The care facility vaccination plan is a precursor to the plan of COVID-19 vaccine availability at pharmacies to the public in a retail setting. In that retail setting, vaccines are free and will be offered on an appointment-only basis on or through the CVS Pharmacy app. 

Walgreens is following the CDC’s phased distribution schedule to administer the COVID-19 vaccination. Phase 1a healthcare workers, residents of long-term care facilities, and selected populations based on guidelines. Phase 1b includes persons aged 75+, certain groups of healthcare workers. Phase 1c includes persons aged 65-74, persons aged 16-64 with chronic health conditions, and certain groups of essential workers. Phase 2’s goal is to make the vaccine accessible to the public in a retail space by the Spring of 2021. 

“The long-term care facilities had an opportunity either to use CVS or Walgreens. Or they could have opted out and used a state program,” said CVS Health Bay Area regional director Joe Fiesel, as quoted on the Marin County Human Health Services website

In Los Angeles County, the hardest hit region in California, all but the cities of Long Beach and Pasadena, are not included in this partnership with the pharmacies. As of December 29, there is on average, one COVID death every ten minutes in Los Angeles. 

In San Francisco County, as of December 30, the San Francisco Campus for Jewish Living, Jewish Home & Rehab Center, reported 73 cases and less than 11 deaths among residents, and 50 cases among staff. The Laguna Honda Rehabilitation Center reported 41 cases and less than 11 deaths among residents, and 119 cases among staff. Buena Vista Manor House, a retirement home reported 25 COVID cases and less than 11 deaths among residents, and 13 cases among staff. Providence Palace, an assisted living facility also had roughly the same number of cases among residents as Buena Vista Manor House according to data published by the Los Angeles Times.

Family members visit loved ones. Photo courtesy of San Francisco Campus for Jewish Living San Francisco Campus for Jewish Living.

The Alden Terrace Convalescent Hospital, a skilled nursing facility impacted in Los Angeles County, reported 136 cases and 30 deaths among residents, and 46 cases among staff. At the Alameda Care Center, 87 cases and 26 deaths were reported among residents, and 49 cases and at least 11 deaths were reported among staff. 

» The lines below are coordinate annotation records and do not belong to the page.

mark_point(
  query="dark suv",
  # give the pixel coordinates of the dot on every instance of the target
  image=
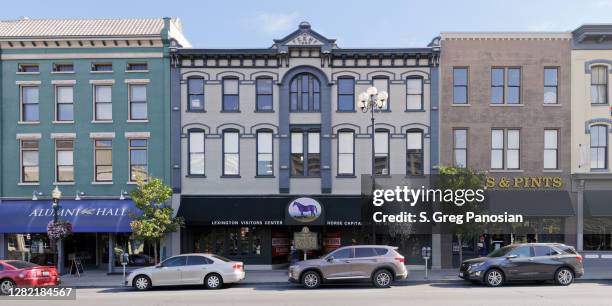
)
(377, 263)
(525, 262)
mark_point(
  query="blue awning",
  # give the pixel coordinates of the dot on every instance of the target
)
(86, 216)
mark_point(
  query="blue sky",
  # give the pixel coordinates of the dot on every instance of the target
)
(356, 23)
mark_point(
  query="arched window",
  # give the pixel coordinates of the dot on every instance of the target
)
(599, 147)
(599, 85)
(305, 93)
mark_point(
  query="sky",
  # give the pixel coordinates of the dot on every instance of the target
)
(355, 24)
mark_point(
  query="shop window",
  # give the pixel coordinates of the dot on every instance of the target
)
(414, 153)
(381, 152)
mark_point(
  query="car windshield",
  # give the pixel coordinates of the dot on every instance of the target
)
(501, 251)
(21, 264)
(221, 258)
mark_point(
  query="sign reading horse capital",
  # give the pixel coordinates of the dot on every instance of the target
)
(304, 210)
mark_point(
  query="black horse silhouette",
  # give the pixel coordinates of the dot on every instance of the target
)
(312, 209)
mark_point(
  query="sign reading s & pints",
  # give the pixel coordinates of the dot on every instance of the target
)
(525, 182)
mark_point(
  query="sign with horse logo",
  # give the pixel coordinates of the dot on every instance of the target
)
(304, 210)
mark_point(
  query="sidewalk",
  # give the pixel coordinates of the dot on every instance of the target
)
(594, 270)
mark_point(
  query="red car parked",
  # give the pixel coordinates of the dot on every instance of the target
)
(17, 273)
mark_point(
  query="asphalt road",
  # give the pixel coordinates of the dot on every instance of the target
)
(343, 295)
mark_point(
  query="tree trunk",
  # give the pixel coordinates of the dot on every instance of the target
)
(460, 241)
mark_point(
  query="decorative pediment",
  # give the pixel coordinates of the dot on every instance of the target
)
(304, 36)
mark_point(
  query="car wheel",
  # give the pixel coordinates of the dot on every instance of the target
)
(142, 283)
(494, 278)
(564, 277)
(382, 279)
(311, 280)
(6, 285)
(213, 281)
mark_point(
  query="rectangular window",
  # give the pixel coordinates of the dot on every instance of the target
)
(139, 162)
(414, 153)
(551, 147)
(28, 68)
(414, 94)
(297, 154)
(102, 67)
(196, 153)
(346, 94)
(64, 160)
(63, 67)
(314, 154)
(103, 150)
(64, 103)
(382, 84)
(29, 161)
(103, 109)
(30, 103)
(505, 149)
(138, 101)
(137, 67)
(381, 153)
(231, 153)
(599, 147)
(195, 89)
(264, 94)
(265, 164)
(346, 153)
(460, 147)
(460, 85)
(550, 85)
(599, 85)
(231, 97)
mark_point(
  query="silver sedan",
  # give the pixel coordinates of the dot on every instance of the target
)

Aware of the dilemma at nursing homes, Interim California State Public Health Officer Dr. Erica Pan said, “This partnership is an opportunity to augment other vaccination efforts at the local level to prioritize our most vulnerable Californians where we are seeing the most outbreaks, hospitalizations, and deaths,” said Dr. Pan. “The partnership also allows us to continue to vaccinate other high priority individuals such as our front-line health care workers who are critical to our ongoing response to a surge of cases.”

Firefighters in Los Angeles were among the first of essential workers/healthcare workers to receive the FDA-approved vaccine on December 27

As of 2:39 PST, December 30, 8,665 deaths and 113,364 cases were reported in California by the LA Times. CNN reported at 5:02 p.m. EST that some 2.2 million US citizens were vaccinated, while the goal for the end of the year had been 20 million. 

The new COVID variant first detected in the United Kingdom, perceived to be more contagious, with the New York Times estimated it to be some 50 percent to 70 percent more contagious, as identified on that day in Southern California and Colorado.